While trying to squeeze my solution of 1336E2 - Chiori and Doll Picking (hard version) into the time limit, I have noticed a huge discrepancy in performance among the C++ compilers offered by codeforces. Since I think it is something worth knowing (and it is rather unexpected for me), I am sharing this discovery.
Consider the following minimal working example (it generates $$$2N=30$$$ random $$$56$$$-bits numbers and computes the sum of the bits of the xors of all the subsets of the $$$30$$$ numbers).
The important lines are the following ones, where the function __builtin_popcountll
is called $$$2^{30}$$$ times.
ULL res = 0;
for (int i = 0; i < (1<<N); i++) for (int j = 0; j < (1<<N); j++) {
res += __builtin_popcountll(c[i]^d[j]);
}
Executing the above program in Codeforces custom invocation, yields these execution times:
Compiler Execution Time
GNU GCC C11 5.1.0 4040 ms
GNU G++11 5.1.0 4102 ms
GNU G++14 6.4.0 1123 ms
GNU G++17 7.3.0 1107 ms
GNU G++17 9.2.0 (64bit, msys 2) 374 ms
Notice that the only 64bit-native compiler that Codeforces offers produces a much faster executable (and notice that also among the other compilers there is quite a difference).

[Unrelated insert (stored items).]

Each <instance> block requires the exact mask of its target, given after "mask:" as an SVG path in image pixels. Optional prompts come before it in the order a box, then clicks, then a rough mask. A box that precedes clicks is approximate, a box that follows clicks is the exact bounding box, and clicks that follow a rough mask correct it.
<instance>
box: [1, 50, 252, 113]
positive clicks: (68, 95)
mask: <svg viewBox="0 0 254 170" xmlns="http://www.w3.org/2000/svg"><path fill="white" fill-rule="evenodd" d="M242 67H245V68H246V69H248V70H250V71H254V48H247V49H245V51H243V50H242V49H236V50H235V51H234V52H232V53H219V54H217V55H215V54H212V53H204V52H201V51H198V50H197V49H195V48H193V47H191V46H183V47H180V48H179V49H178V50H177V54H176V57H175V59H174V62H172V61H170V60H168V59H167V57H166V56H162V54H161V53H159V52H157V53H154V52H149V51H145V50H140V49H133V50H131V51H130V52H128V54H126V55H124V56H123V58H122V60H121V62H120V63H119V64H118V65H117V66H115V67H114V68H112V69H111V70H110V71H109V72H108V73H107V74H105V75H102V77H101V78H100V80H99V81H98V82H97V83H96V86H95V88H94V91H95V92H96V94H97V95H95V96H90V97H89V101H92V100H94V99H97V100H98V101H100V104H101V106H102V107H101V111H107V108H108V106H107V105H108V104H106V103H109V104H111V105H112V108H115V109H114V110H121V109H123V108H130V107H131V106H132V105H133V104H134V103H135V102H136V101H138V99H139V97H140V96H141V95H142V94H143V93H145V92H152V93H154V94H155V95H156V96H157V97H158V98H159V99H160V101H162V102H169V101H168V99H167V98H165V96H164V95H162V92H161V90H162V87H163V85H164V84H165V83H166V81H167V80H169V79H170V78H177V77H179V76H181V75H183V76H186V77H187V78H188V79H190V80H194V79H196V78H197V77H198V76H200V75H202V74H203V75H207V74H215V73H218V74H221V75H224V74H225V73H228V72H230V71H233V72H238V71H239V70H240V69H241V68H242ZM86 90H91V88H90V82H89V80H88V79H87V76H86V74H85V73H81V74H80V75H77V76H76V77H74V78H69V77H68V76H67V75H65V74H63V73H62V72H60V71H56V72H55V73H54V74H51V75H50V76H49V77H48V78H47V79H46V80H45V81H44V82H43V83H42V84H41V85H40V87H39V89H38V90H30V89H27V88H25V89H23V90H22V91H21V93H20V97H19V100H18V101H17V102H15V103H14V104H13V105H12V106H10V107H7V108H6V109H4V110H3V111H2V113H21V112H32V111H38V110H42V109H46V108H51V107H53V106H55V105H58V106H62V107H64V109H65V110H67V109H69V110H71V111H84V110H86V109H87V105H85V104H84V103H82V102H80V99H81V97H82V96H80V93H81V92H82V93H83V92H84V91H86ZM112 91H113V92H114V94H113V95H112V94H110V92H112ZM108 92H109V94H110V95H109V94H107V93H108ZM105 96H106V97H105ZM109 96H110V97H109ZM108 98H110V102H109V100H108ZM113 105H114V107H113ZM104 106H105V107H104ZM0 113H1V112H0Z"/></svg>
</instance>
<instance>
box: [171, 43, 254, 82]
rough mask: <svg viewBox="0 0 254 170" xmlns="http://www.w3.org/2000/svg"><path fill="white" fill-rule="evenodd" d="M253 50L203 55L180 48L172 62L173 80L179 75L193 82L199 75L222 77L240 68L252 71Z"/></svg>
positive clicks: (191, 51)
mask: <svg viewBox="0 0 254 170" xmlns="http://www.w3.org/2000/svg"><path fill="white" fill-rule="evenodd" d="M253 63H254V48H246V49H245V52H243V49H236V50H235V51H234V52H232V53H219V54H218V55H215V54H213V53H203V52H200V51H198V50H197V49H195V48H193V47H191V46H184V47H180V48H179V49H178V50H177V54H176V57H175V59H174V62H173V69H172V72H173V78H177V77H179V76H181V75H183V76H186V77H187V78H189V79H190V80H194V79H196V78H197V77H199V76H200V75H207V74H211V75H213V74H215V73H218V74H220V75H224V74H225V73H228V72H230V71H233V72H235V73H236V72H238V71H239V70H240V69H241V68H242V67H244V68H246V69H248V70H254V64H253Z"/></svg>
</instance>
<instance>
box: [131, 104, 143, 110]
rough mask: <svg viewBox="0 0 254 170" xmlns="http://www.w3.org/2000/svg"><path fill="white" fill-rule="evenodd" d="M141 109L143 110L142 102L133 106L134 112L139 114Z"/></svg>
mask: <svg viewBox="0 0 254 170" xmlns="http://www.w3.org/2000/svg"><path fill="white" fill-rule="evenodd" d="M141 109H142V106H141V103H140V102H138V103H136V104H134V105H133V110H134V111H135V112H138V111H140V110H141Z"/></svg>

Next time you have to optimize a solution with a lot of bit-operations on 64bit integers (and, in fact, this situation is not so uncommon), consider using the compiler GNU G++17 9.2.0 (64bit, msys 2).
It might be that the differences among the various compilers are due to the way I have written the program (maybe the wrong PRAGMAS? Maybe preventing some compilers from optimizing because of a certain idiom? Maybe something else), if this is the case, please enlighten me!